Le Iench, d’Eva Doumbia au Théâtre Public de Montreuil

Cette saison, le Théâtre Public de Montreuil offre une carte blanche à l’autrice et metteuse en scène Eva Doumbia. L’occasion de découvrir Le Iench, une déflagration poétique et politique. Un spectacle nécessaire, qui place la scène de Théâtre comme lieu essentiel de la dénonciation, de la prise de conscience et de l’action.

©-Arnaud Bertereau

L’année de ses onze ans, Drissa, Français d’origine malienne, emménage dans un pavillon de province avec ses parents, sa sœur jumelle et son petit frère. Il rêve de sa famille conforme aux images des publicités. Deux voitures dans le garage, le repas du dimanche midi, avoir le permis à dix-huit ans, danser en boîte de nuit, obtenir le baccalauréat et surtout avoir un chien, le symbole de l’intégration.
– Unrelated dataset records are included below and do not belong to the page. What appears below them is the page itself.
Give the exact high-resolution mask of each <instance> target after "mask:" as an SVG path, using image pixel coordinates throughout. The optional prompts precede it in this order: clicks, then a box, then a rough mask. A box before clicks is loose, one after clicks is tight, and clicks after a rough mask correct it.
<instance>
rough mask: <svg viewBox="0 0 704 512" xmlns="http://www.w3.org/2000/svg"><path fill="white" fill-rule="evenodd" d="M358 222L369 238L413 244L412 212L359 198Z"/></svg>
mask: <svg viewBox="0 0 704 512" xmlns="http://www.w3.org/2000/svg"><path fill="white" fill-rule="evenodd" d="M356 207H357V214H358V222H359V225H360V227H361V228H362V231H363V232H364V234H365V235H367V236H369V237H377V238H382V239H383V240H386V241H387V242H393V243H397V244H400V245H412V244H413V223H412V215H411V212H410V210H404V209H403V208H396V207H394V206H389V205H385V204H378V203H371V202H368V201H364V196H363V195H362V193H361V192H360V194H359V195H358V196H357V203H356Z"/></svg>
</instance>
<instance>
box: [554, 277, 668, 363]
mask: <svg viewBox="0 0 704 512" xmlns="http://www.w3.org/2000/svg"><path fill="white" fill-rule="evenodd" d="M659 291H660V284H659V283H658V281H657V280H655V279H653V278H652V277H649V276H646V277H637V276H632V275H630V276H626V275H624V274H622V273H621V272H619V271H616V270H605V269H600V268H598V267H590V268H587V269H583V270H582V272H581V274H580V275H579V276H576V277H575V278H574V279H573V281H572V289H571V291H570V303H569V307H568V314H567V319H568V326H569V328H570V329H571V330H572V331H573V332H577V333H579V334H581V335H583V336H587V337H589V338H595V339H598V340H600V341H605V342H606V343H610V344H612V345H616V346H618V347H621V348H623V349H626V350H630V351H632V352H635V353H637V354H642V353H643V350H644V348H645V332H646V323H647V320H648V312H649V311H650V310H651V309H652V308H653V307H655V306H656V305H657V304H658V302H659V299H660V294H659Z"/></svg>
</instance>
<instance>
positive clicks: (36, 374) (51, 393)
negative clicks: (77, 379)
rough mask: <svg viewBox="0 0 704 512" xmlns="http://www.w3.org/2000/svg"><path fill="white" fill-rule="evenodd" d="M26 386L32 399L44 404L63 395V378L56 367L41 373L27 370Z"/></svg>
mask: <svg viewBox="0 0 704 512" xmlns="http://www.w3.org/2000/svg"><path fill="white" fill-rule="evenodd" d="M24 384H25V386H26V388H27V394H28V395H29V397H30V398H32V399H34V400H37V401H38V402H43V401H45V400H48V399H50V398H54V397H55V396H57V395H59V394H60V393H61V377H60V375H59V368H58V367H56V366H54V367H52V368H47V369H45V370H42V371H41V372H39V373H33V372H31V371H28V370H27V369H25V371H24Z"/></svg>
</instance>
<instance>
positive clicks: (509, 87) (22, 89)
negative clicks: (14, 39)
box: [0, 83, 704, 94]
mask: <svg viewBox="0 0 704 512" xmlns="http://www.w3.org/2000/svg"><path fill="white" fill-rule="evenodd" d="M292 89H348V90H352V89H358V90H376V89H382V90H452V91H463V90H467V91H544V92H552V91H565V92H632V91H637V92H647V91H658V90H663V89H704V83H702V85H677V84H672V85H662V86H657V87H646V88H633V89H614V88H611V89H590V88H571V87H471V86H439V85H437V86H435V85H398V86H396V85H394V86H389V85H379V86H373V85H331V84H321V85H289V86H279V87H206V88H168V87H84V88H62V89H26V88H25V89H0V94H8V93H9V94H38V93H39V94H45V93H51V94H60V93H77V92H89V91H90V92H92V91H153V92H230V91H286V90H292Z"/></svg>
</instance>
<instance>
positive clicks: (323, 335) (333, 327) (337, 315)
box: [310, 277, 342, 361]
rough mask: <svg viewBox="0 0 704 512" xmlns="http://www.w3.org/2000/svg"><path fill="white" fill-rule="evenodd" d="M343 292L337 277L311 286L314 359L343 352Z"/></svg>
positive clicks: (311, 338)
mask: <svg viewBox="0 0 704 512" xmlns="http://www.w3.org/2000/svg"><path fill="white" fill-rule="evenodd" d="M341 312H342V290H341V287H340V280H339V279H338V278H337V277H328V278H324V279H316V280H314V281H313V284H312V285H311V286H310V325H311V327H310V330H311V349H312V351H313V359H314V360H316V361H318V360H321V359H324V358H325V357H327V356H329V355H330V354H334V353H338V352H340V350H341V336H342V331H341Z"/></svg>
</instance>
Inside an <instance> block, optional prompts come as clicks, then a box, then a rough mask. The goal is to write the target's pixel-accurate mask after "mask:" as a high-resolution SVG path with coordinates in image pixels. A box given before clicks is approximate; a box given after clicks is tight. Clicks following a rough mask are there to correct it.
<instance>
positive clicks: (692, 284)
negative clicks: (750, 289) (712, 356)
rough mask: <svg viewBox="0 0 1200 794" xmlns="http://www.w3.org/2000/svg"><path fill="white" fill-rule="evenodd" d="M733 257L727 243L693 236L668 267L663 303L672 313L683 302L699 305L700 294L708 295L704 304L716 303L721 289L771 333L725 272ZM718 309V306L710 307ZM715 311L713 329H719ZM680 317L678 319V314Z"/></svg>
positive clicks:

Mais parviendra-t-il à toucher du bout des doigts cette banalité et à échapper au rôle que la société lui assigne malgré tout ?

©-Arnaud Bertereau

À travers le combat de Drissa et des siens, c’est le difficile combat quotidien des personnages afropéennes invisibilisées qu’aborde Eva Doumbia. Elle décrit avec sensibilité et justesse le racisme systémique. Elle se penche sur les discriminations de notre société coupable de violences et d’injustices terrifiantes. Le Iench c’est une histoire universelle et intime, celle de vies volées et de douleurs familiales. L’impunité écœurante des forces de l’ordre. La mise en lumière des contrôles abusifs et inégaux selon la couleur de peau. Le manque d’explication sur les raisons de ces contrôles. Une étude récente souligne que les jeunes noirs et arabes se font contrôlés 20 fois plus que les autres et 6 fois plus que les blancs.

Dans Le Iench, pas de misérabilisme, seulement des faits, en miroir de tous les récents disparus. «  »Qui sera le prochain ? « , tourne en boucle dans nos têtes et nous donne la nausée. La metteuse en scène parvient à créer un spectacle très réaliste qui brouille les frontières. La fiction est présente mais le devoir, la nécessité absolue de dénoncer les inégalités et l’exclusion qui rongent notre société prend le pas sur l’illusion.

©-Arnaud Bertereau

Petit à petit le spectateur pénètre dans l’intimité de la famille de Drissa. Les portes de son foyer s’ouvrent et découvrent la force des liens familiaux et amicaux. Les différentes générations s’affrontent, les courants de pensées se heurtent mais tout ce microcosme reste soudé. Les jeunes veulent être maîtres de leurs destins. Choisir plutôt que subir !

©-Arnaud Bertereau

Les comédiens sont époustouflants d’authenticité. Nabil Berrehil, Olga Mouak, Frederico Semedo et Souleymane Sylla portent le spectacle avec une combativité bouleversante. Tendresse, humour décapant, malice, craintes et terreurs concrètes s’entremêlent pour porter le combat des abus et de la persécution. Leur niaque est renforcée par la mise en scène dynamique et pétillante d’Eva Doumbia, parfaitement à l’image de cette jeunesse virevoltante qui refuse le silence.